権力に屈さず弱い立場の人の味方を貫くケンプトンは方々で騒動を起こしては職を転々とし、ドロシーの頭痛のタネだった。

そんなケンプトンが思い付いたのが、名画「ウェリントン公爵」を人質にし、身代金を高齢者の公共放送の受信料に充てるという大胆不敵な計画だった。他人のために何故そこまで?という思いが沸き上がるが、それはただただ「困っている人をほうっておけない」というシンプルな感情だった。
駆け引きや下心のない純粋な親切心から孤軍奮闘するケンプトンは、まさに草の根の活動家、街の英雄といった人物だろう。だがそんな夫をもった妻はたまったものではない。ドロシーは幾度となく夫に驚き呆れ、怒りをぶちまけるが、それでもやはり憎めないケンプトンと、決して彼を見捨てないドロシーとのユーモアに富んだやりとりが微笑ましい。

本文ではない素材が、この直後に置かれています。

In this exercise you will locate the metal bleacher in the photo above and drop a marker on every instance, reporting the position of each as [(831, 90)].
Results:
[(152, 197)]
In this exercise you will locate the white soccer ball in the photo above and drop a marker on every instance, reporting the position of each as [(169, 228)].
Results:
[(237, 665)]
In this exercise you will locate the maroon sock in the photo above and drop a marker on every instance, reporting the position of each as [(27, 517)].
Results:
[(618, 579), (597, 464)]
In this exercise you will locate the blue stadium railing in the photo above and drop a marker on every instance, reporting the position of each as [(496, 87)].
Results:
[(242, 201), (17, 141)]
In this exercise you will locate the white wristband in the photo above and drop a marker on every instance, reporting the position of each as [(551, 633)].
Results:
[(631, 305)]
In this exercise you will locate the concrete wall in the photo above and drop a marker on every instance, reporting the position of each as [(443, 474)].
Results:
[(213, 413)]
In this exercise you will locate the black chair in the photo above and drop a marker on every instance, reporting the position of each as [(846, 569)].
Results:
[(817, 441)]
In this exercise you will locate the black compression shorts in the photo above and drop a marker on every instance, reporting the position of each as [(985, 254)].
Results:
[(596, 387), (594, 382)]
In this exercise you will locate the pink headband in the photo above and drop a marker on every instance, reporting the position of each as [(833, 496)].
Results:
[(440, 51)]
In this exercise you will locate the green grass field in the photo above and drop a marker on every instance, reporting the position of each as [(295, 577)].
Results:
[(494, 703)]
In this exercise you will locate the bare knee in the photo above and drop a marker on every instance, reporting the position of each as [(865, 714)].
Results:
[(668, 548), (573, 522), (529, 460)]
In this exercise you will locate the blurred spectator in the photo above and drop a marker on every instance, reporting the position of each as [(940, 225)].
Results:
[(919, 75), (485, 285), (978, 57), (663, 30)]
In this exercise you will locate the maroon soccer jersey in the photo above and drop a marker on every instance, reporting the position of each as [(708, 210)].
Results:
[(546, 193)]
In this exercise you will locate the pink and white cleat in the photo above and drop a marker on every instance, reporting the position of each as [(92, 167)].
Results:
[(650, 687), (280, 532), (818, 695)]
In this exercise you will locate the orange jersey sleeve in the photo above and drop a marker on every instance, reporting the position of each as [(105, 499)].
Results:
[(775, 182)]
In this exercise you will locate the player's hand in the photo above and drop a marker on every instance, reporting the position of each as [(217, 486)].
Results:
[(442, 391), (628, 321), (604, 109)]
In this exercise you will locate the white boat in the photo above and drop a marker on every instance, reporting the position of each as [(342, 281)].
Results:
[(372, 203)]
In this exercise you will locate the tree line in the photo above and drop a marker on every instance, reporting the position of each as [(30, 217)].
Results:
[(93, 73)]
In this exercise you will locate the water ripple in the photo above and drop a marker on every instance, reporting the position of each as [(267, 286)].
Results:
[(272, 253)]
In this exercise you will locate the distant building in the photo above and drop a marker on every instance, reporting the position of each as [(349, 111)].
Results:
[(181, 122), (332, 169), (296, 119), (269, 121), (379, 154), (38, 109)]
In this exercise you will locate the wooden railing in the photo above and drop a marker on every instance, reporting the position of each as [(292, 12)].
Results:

ひたすらにお人好しな愛すべきケンプトンを『アイリス』(01)で第74回アカデミー賞助演男優賞を受賞し、『ハリー・ポッター』シリーズ、『マーガレット・サッチャー 鉄の女の涙』(11)、『パディントン』シリーズなど長年に亘り映画、舞台で活躍する名優ジム・ブロードベントが演じた。妻のドロシーには『クィーン』(06)で第79回アカデミー賞主演女優賞を受賞し、『黄金のアデーレ 名画の帰還』(15)や『ワイルドスピード』シリーズなど多くの作品に出演しているヘレン・ミレン。イギリスを代表する俳優二人が息ぴったりに老夫婦を演じている。また『ダンケルク』(17)にも出演した若手俳優フィオン・ホワイトヘッドが、寡黙だが優しい息子ジャッキーを好演している。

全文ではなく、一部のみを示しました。